I am attempting to include a custom equation of state that accounts for radiation pressures. As part of this I am making sure that my custom source terms are consistent with a non-barotropic equation of state (previously the flow was isothermal).

I want to check how source terms should update the cons(IEN) value. For instance I have a term that includes a point-source gravity term on the fluid. I have tried reading the src/hydro/srcterms files for reference. As a rough prediction, I expect that if

• $K = \frac{1}{2} \rho v^2$
• $\frac{dK}{dt} = \rho v \cdot \frac{dv}{dt}$

So if I have a source term that accelerates the gas in a cell from $v \rightarrow v' = v + dv$, as well as updating the gas momenta I should also update the total energy such that

• $E \rightarrow E' = E + dE$
• $dE = \rho v \cdot dv$

This seems to be consisted with the methodology in constant_acc.cpp, but the methods in other source files are more complicated, seeming to invoke an averaging of the flux over the cell. For instance in point_mass.cpp or shearing_box.cpp there appears to be an averaging of the density flux over the cell.

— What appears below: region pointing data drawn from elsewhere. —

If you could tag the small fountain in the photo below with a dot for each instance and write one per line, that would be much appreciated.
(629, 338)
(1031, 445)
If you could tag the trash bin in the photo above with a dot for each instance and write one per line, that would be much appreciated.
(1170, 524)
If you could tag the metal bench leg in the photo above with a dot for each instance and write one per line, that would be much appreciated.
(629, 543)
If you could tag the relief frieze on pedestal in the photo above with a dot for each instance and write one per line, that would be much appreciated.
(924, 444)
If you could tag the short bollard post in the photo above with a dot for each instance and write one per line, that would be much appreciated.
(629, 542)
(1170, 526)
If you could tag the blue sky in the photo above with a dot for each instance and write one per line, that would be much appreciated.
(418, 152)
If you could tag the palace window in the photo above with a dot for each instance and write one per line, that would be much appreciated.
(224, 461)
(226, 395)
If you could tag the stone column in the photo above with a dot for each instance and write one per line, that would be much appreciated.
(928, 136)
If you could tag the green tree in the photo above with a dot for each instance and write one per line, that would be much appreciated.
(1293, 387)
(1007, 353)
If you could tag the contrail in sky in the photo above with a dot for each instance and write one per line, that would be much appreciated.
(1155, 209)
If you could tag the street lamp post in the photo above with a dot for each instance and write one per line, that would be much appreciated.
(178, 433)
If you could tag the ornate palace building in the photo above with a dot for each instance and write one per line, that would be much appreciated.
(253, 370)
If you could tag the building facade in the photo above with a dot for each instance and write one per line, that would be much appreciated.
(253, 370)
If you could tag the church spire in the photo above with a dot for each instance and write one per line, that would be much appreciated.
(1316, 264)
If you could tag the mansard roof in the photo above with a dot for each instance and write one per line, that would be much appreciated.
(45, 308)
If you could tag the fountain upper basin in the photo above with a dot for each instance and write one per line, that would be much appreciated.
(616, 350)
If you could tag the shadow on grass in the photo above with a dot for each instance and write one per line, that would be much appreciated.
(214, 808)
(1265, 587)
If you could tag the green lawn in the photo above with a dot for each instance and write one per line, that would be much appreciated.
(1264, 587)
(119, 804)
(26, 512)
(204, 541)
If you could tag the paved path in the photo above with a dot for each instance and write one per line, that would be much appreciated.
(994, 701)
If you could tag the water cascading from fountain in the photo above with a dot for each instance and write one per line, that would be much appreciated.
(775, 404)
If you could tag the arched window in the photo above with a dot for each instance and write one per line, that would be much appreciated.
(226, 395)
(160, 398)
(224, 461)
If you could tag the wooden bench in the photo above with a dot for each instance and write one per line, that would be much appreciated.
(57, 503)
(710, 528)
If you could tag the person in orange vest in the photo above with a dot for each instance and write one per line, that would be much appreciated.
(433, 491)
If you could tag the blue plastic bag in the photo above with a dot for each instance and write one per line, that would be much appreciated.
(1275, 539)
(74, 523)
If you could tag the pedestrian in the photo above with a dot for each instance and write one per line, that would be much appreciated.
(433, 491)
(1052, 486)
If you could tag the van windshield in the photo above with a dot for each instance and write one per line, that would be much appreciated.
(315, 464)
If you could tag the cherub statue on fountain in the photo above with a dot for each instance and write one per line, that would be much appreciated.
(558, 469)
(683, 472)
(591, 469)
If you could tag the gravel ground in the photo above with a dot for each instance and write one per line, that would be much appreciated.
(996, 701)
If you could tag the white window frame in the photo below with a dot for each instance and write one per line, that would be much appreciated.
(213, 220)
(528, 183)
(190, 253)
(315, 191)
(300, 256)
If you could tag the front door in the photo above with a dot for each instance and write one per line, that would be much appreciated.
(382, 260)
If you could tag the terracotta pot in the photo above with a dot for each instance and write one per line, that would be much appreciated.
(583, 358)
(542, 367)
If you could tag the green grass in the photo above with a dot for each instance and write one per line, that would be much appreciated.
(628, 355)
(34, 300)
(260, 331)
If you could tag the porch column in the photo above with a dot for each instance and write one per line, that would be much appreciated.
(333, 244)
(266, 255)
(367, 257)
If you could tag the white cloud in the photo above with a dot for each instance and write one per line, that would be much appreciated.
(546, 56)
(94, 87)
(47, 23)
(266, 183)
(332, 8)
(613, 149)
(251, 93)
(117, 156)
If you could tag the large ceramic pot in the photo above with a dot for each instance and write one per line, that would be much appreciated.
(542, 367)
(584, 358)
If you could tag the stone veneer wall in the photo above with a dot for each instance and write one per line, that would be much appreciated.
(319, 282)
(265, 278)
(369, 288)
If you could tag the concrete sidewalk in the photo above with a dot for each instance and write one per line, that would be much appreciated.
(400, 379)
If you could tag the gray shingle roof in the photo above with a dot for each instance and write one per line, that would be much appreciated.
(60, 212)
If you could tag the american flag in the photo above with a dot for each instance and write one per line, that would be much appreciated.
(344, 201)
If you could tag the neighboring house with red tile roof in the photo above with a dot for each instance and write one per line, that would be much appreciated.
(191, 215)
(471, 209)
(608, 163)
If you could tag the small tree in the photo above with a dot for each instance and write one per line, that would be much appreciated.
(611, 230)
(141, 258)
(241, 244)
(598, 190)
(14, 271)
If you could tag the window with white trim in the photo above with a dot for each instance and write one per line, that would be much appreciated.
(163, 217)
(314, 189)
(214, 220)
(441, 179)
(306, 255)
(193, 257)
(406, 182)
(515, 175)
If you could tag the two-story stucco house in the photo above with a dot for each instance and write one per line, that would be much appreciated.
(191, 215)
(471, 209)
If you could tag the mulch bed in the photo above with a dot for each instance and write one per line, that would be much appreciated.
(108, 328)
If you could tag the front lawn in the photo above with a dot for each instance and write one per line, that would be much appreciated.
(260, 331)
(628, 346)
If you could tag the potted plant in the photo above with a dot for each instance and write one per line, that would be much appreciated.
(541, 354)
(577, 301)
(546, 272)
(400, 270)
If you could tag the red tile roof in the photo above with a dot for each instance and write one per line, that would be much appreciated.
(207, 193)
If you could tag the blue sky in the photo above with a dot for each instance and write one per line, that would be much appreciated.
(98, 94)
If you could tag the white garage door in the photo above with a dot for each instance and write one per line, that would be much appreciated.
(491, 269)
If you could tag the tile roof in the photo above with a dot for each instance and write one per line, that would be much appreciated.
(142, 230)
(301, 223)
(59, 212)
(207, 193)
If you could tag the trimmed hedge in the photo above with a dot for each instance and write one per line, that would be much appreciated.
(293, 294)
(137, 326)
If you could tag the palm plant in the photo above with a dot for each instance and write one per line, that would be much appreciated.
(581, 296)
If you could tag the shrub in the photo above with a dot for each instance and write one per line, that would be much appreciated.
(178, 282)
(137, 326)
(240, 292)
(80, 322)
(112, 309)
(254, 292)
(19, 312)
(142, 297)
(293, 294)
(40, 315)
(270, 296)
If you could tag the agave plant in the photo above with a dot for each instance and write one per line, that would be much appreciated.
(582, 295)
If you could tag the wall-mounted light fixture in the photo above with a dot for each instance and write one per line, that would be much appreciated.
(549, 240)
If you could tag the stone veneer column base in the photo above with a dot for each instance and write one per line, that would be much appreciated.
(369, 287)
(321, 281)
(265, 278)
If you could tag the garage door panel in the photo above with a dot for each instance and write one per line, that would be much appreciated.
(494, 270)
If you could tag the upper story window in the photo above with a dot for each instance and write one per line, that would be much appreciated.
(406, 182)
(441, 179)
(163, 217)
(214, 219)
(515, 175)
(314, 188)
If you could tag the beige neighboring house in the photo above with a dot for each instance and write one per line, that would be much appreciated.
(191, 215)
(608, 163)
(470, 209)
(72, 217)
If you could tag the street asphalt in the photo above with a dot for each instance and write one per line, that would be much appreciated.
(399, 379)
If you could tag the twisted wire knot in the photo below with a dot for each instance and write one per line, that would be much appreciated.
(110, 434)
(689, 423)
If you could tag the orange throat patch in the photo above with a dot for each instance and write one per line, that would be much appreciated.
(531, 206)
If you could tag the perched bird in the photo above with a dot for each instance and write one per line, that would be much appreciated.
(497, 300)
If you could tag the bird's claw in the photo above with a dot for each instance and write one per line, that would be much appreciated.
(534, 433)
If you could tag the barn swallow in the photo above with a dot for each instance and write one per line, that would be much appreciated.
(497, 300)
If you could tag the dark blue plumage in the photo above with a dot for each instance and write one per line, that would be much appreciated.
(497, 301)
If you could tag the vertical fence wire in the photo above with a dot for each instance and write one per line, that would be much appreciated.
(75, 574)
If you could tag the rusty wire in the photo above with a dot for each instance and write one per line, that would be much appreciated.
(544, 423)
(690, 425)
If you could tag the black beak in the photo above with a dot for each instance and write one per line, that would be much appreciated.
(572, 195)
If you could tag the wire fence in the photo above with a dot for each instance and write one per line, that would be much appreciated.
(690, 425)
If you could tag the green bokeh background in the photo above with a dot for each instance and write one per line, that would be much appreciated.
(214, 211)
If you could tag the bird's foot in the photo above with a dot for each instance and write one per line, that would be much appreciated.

Could anyone give me some instruction as to how best to include custom source terms within a non-barotropic equation of state?

[c-white]

Gravity has the property that naive discretizations of the equations tend to not be well balanced, causing noticable errors to accumulate in even simple test problems. With a uniform gravitational field these issues don't appear, but for anything else it often pays to consider discretizations carefully.

As it turns out, a number of Athena developers have published results on this topic. See Jiang et al. 2013 and Mullen et al. 2021. Those papers are concerned with the more complicated case of self gravity, but still have lessons for fixed potentials. In particular, by moving some of the source terms from cell-centered values to face-centered, flux-dependent values, one can exactly conserve total (kinetic + internal + potential) energy.

I believe the code currently implements something like equations (10) and (11) from the earlier paper. If you happen to be in Cartesian coordinates, there is a pervasive issue of even well-balanced discretizations accumulating large errors in curl(g) (which should be identically 0). This is fixed by something like equation (57) in the latter paper.

In summary, your intuition is not wrong, and it might even work for your problem, but there are subtly better methods available.

[tomidakn]

For self-gravity, we (partly) switched to Mullen et al. since 640fdde .

[hwhitehead]

Thanks, I'll have a look at these papers and see if I can find an appropriate method.